Siamo figli della coerenza. Figli che hanno raccolto la parola il ricordo la passione di un viaggio che è quello compiuto dai nostri padri. Con i nostri padri non smettiamo mai di dialogare perché quando loro non ci sono più il loro orizzonte resta dentro di noi. Vive dentro di noi. Così nel magnifico libro di Tonino Filomena: “Il soldato contadino”, che si presenta in una elegante veste tipografica di Apulus, pagine 160. Un padre, una paese, una storia. Vite incrociate. Il contadino che diventa soldato e da soldato non smette di essere contadino con una sua precisa dignità.
Ci sono domande che affiorano soltanto quando si cerca di capire, tento di capire e mi lascio aggredire da inconsistenze storiche. I sopravvissuti di una generazione che aveva negli occhi il Sol d’Africa sono andati via perché hanno consumato il tempo dell’orologio e mai si sono lasciati bruciare dalla storia. Hanno attraversato tutte le guerre possibili e nel momento in cui avrebbero potuto ripensare ad una storia strapazzata sono stati ancora di più mai indulgenti, e rigorosi con la propria coscienza non hanno smesso di raccontarsi nella dignità dell’orgoglio e della coerenza.
Certo, Tonino Filomena racconta una lunga memoria che non è soltanto una storia, ma un destino. Il destino di generazioni che hanno creduto all’onore della Patria che significa amore di Patria. Fondamentale resta la citazione che Filomena pone come apripista «Lui non mi ha detto come vivere, ha vissuto per farmi vedere come si faceva.» di Clarence Budington Kelland. Perché lui loro erano quell’isola abitata nel paese.
È vero che “un paese vuol dire non esser soli” (Pavese). Ma il paese ha il suo abitato. E il nostro abitato, il mio abitato, è racchiuso nel padre, nella madre, nelle vie che a loro portavano, in una casa che, tra le pareti, è trascritto una vita, un tempo, uno spazio, una geografia di cuori che sono diventati frammenti di malinconie.
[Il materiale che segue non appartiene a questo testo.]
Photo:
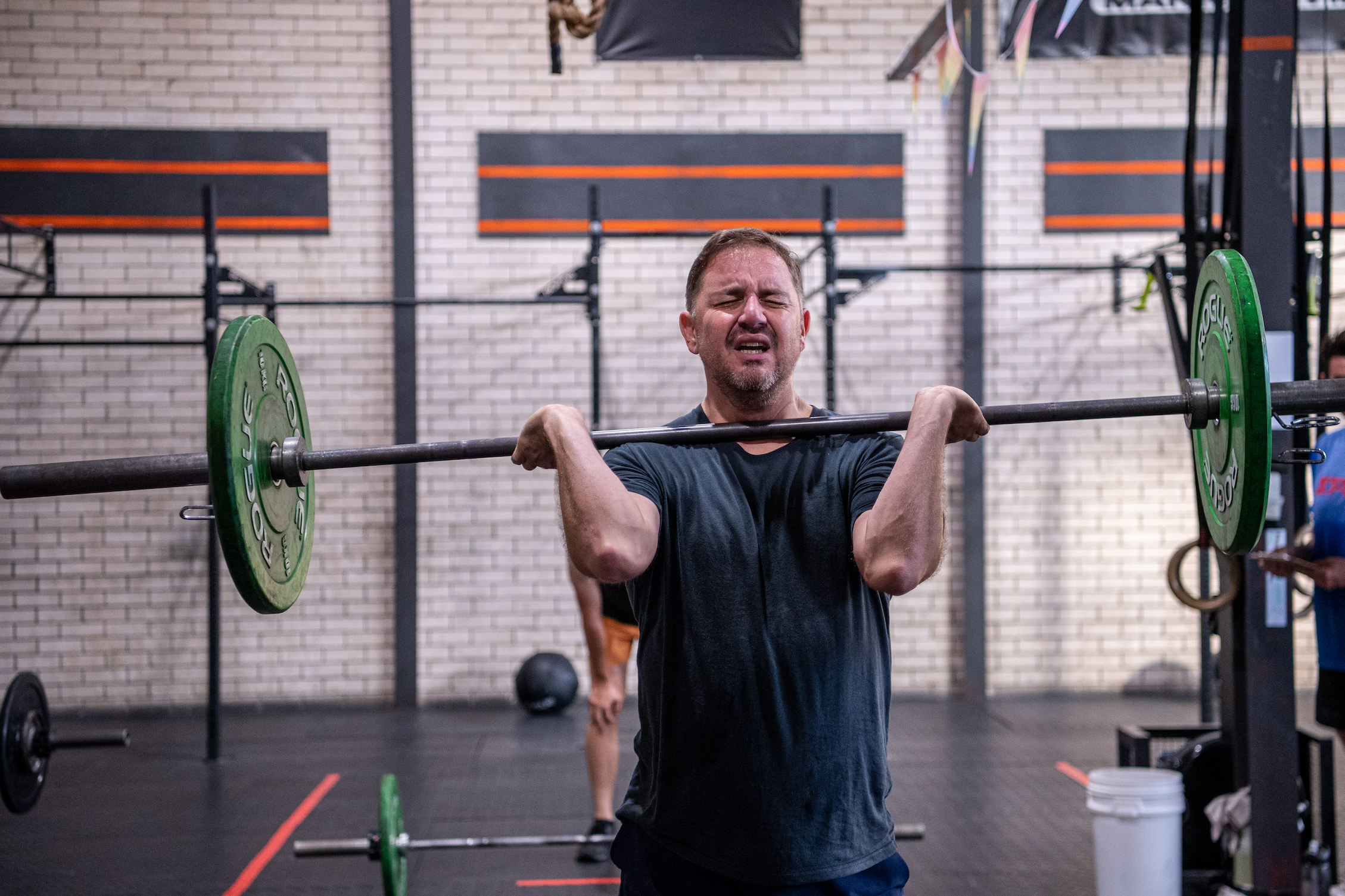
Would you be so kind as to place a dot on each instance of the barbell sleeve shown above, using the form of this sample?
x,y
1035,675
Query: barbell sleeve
x,y
316,848
112,474
97,739
170,470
Si potrà vivere ancora di memorie? E forse siamo qui per scrivere di noi e scrivendo di noi loro continuano ad abitare le nostre parole. Lui loro i nostri padre il padre che non smette di restare dentro di noi. L’incipit del “romanzo – diario” ha questa cesellatura: “Oggi la mia vecchia anima è priva di luce. Non ha nessuno con cui dialogare”. Ma non è solitudine. È conquista del proprio essere nell’esistere e viceversa. Ma non posso continuare a scrivere su questo libro di Tonino perché è come scrivere di me. Di noi. Dei nostri padri che sono andati via trasmettendoci verità silenzi e onore.
Forse il tempo si misura con le onde delle rughe o forse sono i granelli di terra che scorrono tra le righe delle mani a raccontarci il sogno che abbiamo vissuto. E quel sono è fatto di memorie. Certo, è un grande libro. Questo di Tonino. Un libro dove il dovere di scrivere si è trasformato nello scrivere per necessità di vivere una famiglia, un padre, una madre, una sorella, un fratello. Dentro la metafora del viaggio di questo padre ci sono i tasselli di un mosaico di un esistere.
Raccontare del tempo che se ne va è come raccontarsi. Eppure le rose del giardino e gli ulivi della campagna non contano più le ore o le stagioni. Sono rimaste lì asciugate dalla pioggia o rigate dal sole.
Ogni passaggio di parole è un vento tiepido nella carezza di una notte, che sembrava infinita, ma che è scomparsa come se fosse una cometa tagliata che ha raccolto tutto il silenzio delle attese. Raccontare il soldato e il contadino è raccontare un paese una famiglia un destino. Qui è l’intreccio di questo romanzo che è vita e la vita ci riserva distanze che sono assenze. Queste assenze vivono nel nostro sangue. Un libro scritto con dovizia e con un linguaggio che penetra e lascia solchi d’anima.